La norma prevede, infatti, che la detrazione di cui ai commi da 1-bis a 1-septies del medesimo art. 16 (sismabonus) spetta anche per le spese, documentate, sostenute negli anni 2025, 2026 e 2027 nella misura fissa per tutte le tipologie di interventi agevolati pari al 36 per cento delle spese sostenute nell’anno 2025 e al 30 per cento delle spese sostenute negli anni 2026 e 2027. Anche in questo caso è prevista una maggiorazione delle aliquote per le prime case. - La detrazione di cui al primo periodo spettante per gli anni 2025, 2026 e 2027 è innalzata al 50 per cento delle spese sostenute per l’anno 2025 e al 36 per cento delle spese sostenute per gli anni 2026 e 2027 nel caso in cui le medesime spese siano sostenute dai titolari di diritto di proprietà o di diritto reale di godimento sull’unità immobiliare adibita ad abitazione principale.
- La lettera b), numero 3), apporta delle modifiche al comma 2 sempre dell’art. 16 che riconosce ai contribuenti che già fruiscono della detrazione per gli interventi di ristrutturazione edilizia un’ulteriore detrazione dall'imposta lorda per l’acquisto di mobili e di grandi elettrodomestici di classe non inferiore alla classe A per i forni, alla classe E per le lavatrici, le lavasciugatrici e le lavastoviglie, alla classe F per i frigoriferi e i congelatori, per le apparecchiature per le quali sia prevista l'etichetta energetica, finalizzati all’arredo dell’immobile oggetto di ristrutturazione. Con la norma in esame si stabilisce che tale agevolazione si applica anche per le spese sostenute nel 2025 e con lo stesso limite di spesa detraibile di 5.000 euro previsto per il 2024.
- Il comma 56 modifica l’art. 119 del D.L. 19 maggio 2020, n. 34, in materia di superbonus. La lettera a) introduce un nuovo comma 8-bis.2 all’art. 119 che stabilisce che la detrazione del 65 per cento prevista dal comma 8-bis, primo periodo, per le spese sostenute nell’anno 2025 spetta esclusivamente per gli interventi già avviati ovvero per i quali, alla data del 15 ottobre 2024, risulti:
- presentata la comunicazione di inizio lavori asseverata (CILA) ai sensi del comma 13-ter, se gli interventi sono diversi da quelli effettuati dai condomini;
- adottata la delibera assembleare che ha approvato l’esecuzione dei lavori e presentata la comunicazione di inizio lavori asseverata (CILA) ai sensi del comma 13-ter, se gli interventi sono effettuati dai condomini;
- presentata l’istanza per l’acquisizione del titolo abilitativo, se gli interventi comportano la demolizione e la ricostruzione degli edifici.

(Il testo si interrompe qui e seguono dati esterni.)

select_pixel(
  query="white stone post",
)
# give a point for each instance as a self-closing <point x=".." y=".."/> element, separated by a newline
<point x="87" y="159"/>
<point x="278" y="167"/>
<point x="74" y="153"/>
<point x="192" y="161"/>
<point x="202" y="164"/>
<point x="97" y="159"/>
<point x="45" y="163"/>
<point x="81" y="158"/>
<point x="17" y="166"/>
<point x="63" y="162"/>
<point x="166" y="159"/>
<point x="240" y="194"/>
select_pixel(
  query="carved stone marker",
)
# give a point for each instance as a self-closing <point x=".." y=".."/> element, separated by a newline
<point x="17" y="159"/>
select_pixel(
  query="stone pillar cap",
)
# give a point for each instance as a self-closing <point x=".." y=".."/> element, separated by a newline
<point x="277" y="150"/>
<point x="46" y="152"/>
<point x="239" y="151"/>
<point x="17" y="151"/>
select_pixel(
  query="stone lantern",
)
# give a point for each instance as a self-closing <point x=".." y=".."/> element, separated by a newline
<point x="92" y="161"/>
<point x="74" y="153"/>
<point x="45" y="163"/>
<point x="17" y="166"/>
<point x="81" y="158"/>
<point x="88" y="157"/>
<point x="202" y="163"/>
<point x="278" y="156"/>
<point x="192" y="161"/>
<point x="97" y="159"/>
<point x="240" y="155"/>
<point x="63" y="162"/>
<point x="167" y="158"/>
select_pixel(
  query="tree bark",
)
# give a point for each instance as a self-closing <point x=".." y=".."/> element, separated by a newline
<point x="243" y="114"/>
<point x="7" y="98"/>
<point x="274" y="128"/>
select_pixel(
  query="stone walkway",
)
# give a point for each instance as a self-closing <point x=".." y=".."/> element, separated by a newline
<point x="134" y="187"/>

- La lettera b) introduce un nuovo comma 8-sexies sempre all’art. 119 che riconosce la facoltà di ripartire in dieci quote annuali di pari importo la detrazione spettante per le spese sostenute dal 1° gennaio 2023 al 31 dicembre 2023.
- Nello specifico si prevede che per le spese sostenute dal 1° gennaio 2023 al 31 dicembre 2023 relativamente agli interventi rientranti nella disciplina del superbonus, la detrazione può essere ripartita, su opzione del contribuente, in dieci quote annuali di pari importo a partire dal periodo d'imposta 2023. Sono, altresì, indicate le modalità e i termini di presentazione della dichiarazione di scelta dell’opzione in commento. Si stabilisce che l’opzione è irrevocabile ed è esercitata tramite una dichiarazione dei redditi integrativa di quella presentata per il periodo di imposta 2023 da presentarsi, in deroga a quanto previsto dall’art. 2, comma 8, del D.P.R. 22 luglio 1998, n. 322, entro il termine stabilito per la presentazione della dichiarazione dei redditi relativa al periodo d’imposta 2024. Se dalla predetta dichiarazione integrativa emerge una maggiore imposta dovuta, quest’ultima è versata, senza applicazione di sanzioni e interessi, entro il termine per il versamento del saldo delle imposte sui redditi relative al periodo d’imposta 2024.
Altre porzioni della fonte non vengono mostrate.